Selaamss!
Bölüme geçmeden önce, önceki bölümü unuttuysanız kısaca bakın lütfen. Beklettim, biliyorum ama upuzun bir bölüm yazdım size.
Lütfen yorumlar atmayı ve bölüme oy vermeyi unutmayın. Satır arası yorumlarınızı okumayı çok istiyorum.
Keyifli okumalar!
"Günaydın kraliçem."
Parmak uçlarıma kondurulan öpücüklerle gülümsememe engel olamazken İlteriş'in yüzüne yerleşmiş olan ellerimi yanağına doğru kaydırdım. "Günaydın..."
Avuç içlerime de kalın dudaklarını bastırırken içine derince bir nefes çekti. Gözlerimi yeniden kapatıp ona doğru sokulurken vücudumdaki sızlamalara aldırmamaya çalıştım. Her yerim, ağır bir yük taşımışım gibi ağrıyordu. Hiç halim yoktu.
"Yeniden mi uyuyacaksın?" İlteriş kısık tuttuğu sesiyle beni sarmalarken "Hayır," dedim. "Ama biraz daha böyle kalmak istiyorum."
Çenesini başıma yasladığında ellerim yüzünden kayarak boynuna doğru tutundu. Ademelmasına parmaklarmı sürterek kendime bir oyun yaratırken "Dün, neredeydin?" dedim. "Gece birkaç defa uyandım, yoktun."
"Sana danone sözü vermiştim, onları almaya çıktım."
Yalandı. Nereye gittiğini bilmiyordum ama bir yere gitmişti işte.
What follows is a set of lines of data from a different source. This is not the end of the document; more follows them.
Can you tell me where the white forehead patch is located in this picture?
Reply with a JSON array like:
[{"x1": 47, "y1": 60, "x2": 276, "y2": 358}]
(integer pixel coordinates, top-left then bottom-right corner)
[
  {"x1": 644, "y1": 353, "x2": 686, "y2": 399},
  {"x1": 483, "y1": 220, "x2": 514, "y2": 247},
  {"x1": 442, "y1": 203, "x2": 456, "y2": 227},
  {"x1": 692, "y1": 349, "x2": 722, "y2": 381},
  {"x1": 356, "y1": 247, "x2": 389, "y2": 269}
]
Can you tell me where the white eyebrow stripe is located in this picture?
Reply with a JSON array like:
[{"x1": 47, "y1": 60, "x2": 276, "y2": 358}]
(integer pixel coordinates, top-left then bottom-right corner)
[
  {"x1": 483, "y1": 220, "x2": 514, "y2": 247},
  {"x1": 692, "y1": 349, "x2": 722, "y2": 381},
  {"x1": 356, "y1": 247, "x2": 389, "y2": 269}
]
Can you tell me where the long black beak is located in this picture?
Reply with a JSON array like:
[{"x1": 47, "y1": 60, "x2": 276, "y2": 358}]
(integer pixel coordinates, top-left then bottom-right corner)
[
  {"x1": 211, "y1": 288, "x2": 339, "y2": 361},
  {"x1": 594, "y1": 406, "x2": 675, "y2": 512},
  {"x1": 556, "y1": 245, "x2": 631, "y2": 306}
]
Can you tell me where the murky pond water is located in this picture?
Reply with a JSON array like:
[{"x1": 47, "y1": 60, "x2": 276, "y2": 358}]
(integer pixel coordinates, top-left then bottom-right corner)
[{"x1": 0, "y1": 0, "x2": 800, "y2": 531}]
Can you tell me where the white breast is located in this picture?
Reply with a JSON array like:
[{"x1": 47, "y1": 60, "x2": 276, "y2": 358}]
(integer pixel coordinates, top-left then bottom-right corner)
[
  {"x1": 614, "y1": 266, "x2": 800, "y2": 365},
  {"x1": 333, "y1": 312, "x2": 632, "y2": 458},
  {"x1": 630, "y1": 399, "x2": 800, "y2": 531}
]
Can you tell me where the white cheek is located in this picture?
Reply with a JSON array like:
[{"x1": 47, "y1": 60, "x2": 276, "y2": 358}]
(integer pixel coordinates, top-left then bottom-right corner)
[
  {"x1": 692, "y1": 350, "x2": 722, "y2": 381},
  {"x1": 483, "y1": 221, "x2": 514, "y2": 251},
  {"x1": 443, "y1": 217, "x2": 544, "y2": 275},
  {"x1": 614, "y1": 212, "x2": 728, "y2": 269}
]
Gecenin bir saatinde danoneyi nereden bulacaktı sanki?
"Toygar baba hep yanımdaydı." Yeniden gülümsedim. "Sürekli saçlarımı okşadı, uyumamı sabırla bekledi."
"Benim yerimi tuttu yani?"
"Senin yerini kimse tutamaz ki."
Gülüp başını boynuma doğru sokarken küçük bir öpücük bıraktı.
"Ben kurt gibi acıktım canım nişanlım, sen hâlâ acıkmadın mı?"
Canı nişanlısıydım onun. Çok yakında canı karısı olacaktım. Bir haftadan az kalmıştı.
"İstersen bir şeyler hazırlayıp yatağa getireyim." Sunduğu fikre başımı olumsuz anlamda sallayarak yanıt verdim. Kapattığım gözlerimi açarken yüzünü dikkatle inceledim. Kalksam iyi olurdu. Üstümdeki o kötü hissi atmak istiyordum. Önemli bir şey olmamıştı, kendimi tanımadığım birisi için üzemezdim.
"Kalkmak istiyorum. Hazırlanıp gidelim kahvaltıya."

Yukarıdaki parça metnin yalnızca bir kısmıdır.